10:36:51.591157 [debug] [MainThread]: Partial parsing: added file: my_dbt_project://models/foo_v2.sql
10:36:51.592056 [debug] [MainThread]: Partial parsing: updated file: my_dbt_project://models/schema.yml
10:36:51.686018 [debug] [MainThread]: Sending event: {'category': 'dbt', 'action': 'load_project', 'label': '8427ce64-1254-4331-a412-042bf9e9e24f', 'context': [<snowplow_tracker.self_describing_json.SelfDescribingJson object at 0x1109e2220>]}
10:36:51.699615 [error] [MainThread]: Encountered an error:
Compilation Error
  'model.my_dbt_project.bar' depends on 'model.my_dbt_project.foo' which is not in the graph!
10:36:51.701016 [debug] [MainThread]: Command `dbt build` failed at 10:36:51.700731 after 0.36 seconds
10:36:51.702035 [debug] [MainThread]: Sending event: {'category': 'dbt', 'action': 'invocation', 'label': 'end', 'context': [<snowplow_tracker.self_describing_json.SelfDescribingJson object at 0x10d7e5880>, <snowplow_tracker.self_describing_json.SelfDescribingJson object at 0x1108e8100>, <snowplow_tracker.self_describing_json.SelfDescribingJson object at 0x1108e8250>]}
10:36:51.702804 [debug] [MainThread]: Flushing usage events

Environment

- OS: macOS
- Python: Python 3.9.13
- dbt:

Core:
  - installed: 1.6.6
  - latest:    1.6.6 - Up to date!

Plugins:
  - databricks: 1.6.4 - Update available!
  - bigquery:   1.6.7 - Up to date!
  - snowflake:  1.6.4 - Up to date!
  - postgres:   1.6.6 - Up to date!
  - spark:      1.6.0 - Up to date!

  At least one plugin is out of date or incompatible with dbt-core.
  You can find instructions for upgrading here:
  https://docs.getdbt.com/docs/installation

Which database adapter are you using with dbt?

postgres

Additional Context

No response

dbeatty10 commented 1 year ago

Thanks for reporting this @jeremyyeo! And thank you for the nice reprex above 🤩

Indeed, this does look similar to https://github.com/dbt-labs/dbt-core/issues/8859.

I'm going to leave this as a stand-alone issue since your example looks unique since it is triggered by a new model version (rather than a property change like in #8859).

We may consolidate these into the same issue in the future though.

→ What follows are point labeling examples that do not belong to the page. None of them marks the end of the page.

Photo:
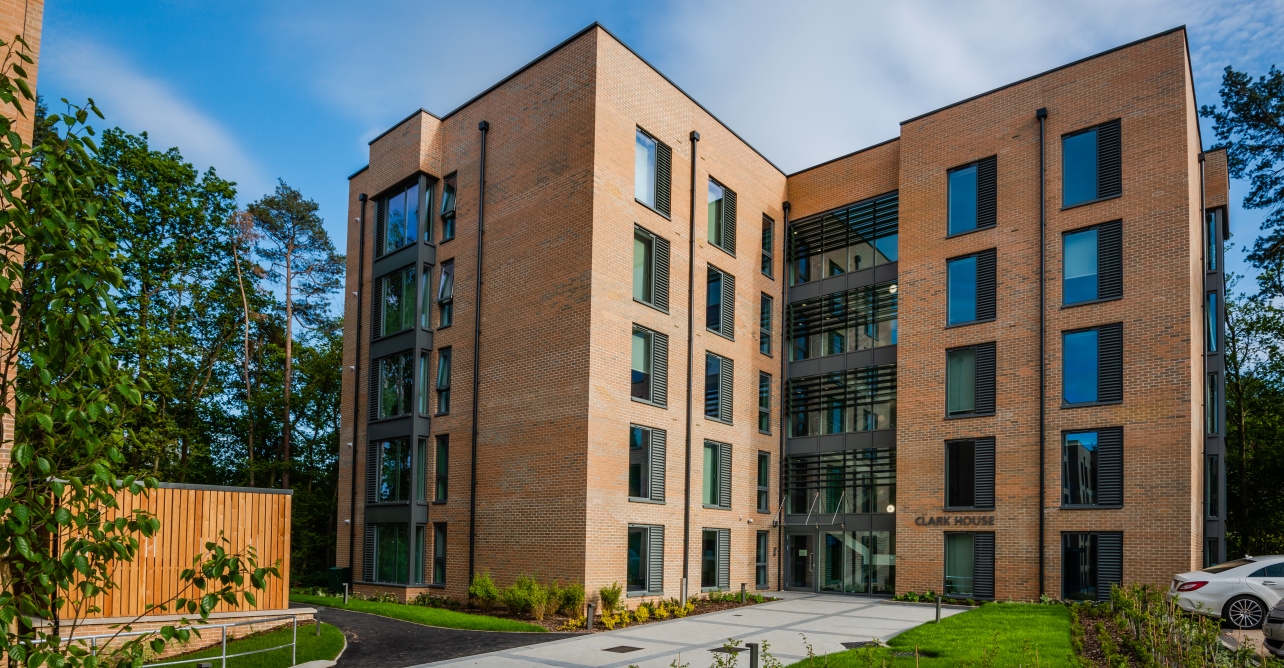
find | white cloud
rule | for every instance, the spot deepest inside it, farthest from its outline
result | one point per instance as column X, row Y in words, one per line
column 138, row 103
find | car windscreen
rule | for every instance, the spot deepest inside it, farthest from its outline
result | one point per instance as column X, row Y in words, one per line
column 1228, row 565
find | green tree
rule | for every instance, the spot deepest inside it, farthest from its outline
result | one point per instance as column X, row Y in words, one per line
column 304, row 261
column 69, row 400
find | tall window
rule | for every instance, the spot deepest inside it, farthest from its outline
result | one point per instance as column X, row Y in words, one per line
column 442, row 469
column 1090, row 165
column 768, row 243
column 764, row 324
column 1093, row 365
column 722, row 217
column 652, row 167
column 446, row 294
column 439, row 553
column 764, row 477
column 396, row 384
column 764, row 402
column 401, row 219
column 443, row 382
column 397, row 301
column 718, row 388
column 448, row 208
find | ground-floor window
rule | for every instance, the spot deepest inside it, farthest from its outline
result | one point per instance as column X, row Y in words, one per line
column 646, row 560
column 970, row 565
column 1090, row 564
column 715, row 559
column 760, row 559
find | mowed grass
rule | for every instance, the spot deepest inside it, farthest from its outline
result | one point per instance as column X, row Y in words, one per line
column 311, row 648
column 420, row 614
column 1011, row 632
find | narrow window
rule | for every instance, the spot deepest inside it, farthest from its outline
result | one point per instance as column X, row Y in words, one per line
column 448, row 208
column 640, row 461
column 643, row 168
column 443, row 382
column 439, row 553
column 442, row 466
column 446, row 296
column 962, row 215
column 760, row 550
column 764, row 402
column 764, row 475
column 764, row 324
column 768, row 243
column 1080, row 266
column 962, row 290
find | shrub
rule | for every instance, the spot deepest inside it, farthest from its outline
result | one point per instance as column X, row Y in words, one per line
column 610, row 596
column 482, row 591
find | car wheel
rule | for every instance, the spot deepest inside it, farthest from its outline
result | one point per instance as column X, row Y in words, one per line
column 1246, row 612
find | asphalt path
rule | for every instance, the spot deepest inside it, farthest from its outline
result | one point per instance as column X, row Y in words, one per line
column 383, row 642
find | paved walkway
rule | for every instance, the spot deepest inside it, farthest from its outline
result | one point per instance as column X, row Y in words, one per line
column 827, row 621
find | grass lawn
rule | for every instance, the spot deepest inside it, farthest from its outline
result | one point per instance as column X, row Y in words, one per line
column 421, row 615
column 962, row 639
column 311, row 648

dbeatty10 commented 1 year ago

We should check if this is resolved by https://github.com/dbt-labs/dbt-core/pull/8865

karenderer commented 7 months ago

@dbeatty10 This appears not to be resolved. I followed the repro steps above on dbt 1.7.13 and I'm still seeing the same error.

$dbt run -m foo bar
20:00:16  Running with dbt=1.7.13
20:00:17  Registered adapter: postgres=1.7.13
20:00:17  Encountered an error:
Compilation Error
  'model.my_dbt_project.bar' depends on 'model.my_dbt_project.foo' which is not in the graph!
dbeatty10 commented 7 months ago

Thanks for checking this and sharing the result @karenderer ! 🏆

Workaround

There's a handful options for workarounds in the meantime -- all of which should only need to be done a single time.

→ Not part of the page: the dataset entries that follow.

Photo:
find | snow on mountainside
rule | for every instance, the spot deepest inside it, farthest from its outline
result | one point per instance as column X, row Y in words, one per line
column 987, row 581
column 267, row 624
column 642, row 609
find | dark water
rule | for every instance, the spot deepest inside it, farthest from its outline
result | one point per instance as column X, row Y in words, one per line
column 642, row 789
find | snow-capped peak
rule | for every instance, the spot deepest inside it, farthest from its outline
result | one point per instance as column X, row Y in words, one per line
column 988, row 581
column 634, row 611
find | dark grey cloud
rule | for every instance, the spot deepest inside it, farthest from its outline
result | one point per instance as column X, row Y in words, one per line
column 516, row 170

  1. Disable partial parsing for a single build
dbt build --no-partial-parse
  1. Clean out the target folder with the dedicated dbt clean command
dbt clean && dbt build
  1. Manually delete the entire target folder that contains the partial_parse.msgpack file
rm -rf target
  1. Manually delete just the partial_parse.msgpack file within the target folder
rm target/partial_parse.msgpack
karenderer commented 7 months ago

Thank you! Disabling partial parsing seems to do the trick for now - appreciate the fast reply!

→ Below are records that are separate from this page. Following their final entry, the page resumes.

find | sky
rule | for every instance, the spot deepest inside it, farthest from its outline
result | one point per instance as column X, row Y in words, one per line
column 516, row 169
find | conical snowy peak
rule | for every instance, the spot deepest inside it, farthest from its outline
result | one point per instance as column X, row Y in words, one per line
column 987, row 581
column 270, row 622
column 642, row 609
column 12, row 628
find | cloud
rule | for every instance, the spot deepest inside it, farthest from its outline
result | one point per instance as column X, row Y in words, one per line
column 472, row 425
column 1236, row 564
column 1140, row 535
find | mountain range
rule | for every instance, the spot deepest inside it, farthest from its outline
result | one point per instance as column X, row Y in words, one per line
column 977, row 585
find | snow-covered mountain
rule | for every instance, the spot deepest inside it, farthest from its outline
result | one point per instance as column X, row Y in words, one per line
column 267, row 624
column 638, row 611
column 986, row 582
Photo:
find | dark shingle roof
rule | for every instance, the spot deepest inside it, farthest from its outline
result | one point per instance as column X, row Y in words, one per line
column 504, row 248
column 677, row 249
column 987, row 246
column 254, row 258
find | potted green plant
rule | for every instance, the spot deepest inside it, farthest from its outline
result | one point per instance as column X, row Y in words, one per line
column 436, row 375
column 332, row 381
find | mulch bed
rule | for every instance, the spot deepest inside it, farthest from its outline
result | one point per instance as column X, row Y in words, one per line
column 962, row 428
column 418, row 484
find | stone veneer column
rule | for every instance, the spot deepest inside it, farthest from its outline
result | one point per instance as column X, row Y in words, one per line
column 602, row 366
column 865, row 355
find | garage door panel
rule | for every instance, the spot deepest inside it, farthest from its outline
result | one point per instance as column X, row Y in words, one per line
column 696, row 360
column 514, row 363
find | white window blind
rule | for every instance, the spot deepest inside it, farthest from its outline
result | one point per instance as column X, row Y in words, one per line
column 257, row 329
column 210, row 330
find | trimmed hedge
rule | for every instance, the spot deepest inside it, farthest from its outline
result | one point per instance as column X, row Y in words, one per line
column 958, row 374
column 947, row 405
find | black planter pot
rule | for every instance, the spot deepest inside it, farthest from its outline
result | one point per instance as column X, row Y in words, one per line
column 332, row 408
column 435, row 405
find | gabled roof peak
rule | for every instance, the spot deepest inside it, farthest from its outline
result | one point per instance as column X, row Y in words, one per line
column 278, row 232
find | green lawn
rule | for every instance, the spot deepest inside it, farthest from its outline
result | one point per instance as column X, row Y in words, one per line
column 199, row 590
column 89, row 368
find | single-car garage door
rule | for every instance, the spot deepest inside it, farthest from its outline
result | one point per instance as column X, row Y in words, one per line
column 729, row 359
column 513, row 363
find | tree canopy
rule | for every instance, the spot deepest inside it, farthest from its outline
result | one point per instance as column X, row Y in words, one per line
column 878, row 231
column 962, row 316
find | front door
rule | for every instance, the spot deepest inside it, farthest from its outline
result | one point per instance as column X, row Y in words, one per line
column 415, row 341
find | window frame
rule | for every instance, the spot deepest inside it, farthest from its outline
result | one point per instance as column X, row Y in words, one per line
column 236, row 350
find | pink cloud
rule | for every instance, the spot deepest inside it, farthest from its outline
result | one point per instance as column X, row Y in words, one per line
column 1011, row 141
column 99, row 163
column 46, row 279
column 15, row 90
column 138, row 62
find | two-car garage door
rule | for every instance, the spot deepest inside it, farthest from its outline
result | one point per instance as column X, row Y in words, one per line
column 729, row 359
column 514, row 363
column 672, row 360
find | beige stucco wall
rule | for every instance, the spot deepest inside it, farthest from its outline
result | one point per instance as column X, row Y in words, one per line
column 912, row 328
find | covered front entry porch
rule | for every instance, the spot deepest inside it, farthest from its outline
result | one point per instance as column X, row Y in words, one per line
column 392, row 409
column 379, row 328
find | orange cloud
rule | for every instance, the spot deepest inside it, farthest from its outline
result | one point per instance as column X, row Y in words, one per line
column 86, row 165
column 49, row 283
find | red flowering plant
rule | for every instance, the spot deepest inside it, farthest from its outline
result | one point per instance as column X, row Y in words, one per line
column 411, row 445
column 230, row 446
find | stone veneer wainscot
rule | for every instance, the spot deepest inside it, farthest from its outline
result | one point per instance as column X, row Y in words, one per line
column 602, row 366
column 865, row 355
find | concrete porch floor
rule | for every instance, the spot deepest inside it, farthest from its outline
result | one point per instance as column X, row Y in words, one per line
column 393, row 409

pmartincalvo commented 2 months ago

Just wanted to chime in to say that my team is currently encountering this behaviour.

The proposed workarounds do work and implementing them in our production executions has been trivial (so many thanks about that, you saved my friday afternoon), but it's been quite unpleasant having to communicate to everyone in our dbt project about them, and will continue to be.

Looking forward to a fix that will make us free from having to remind everyone that they need to clean their target everytime they run anything, just in case some other colleague has introduced a new version.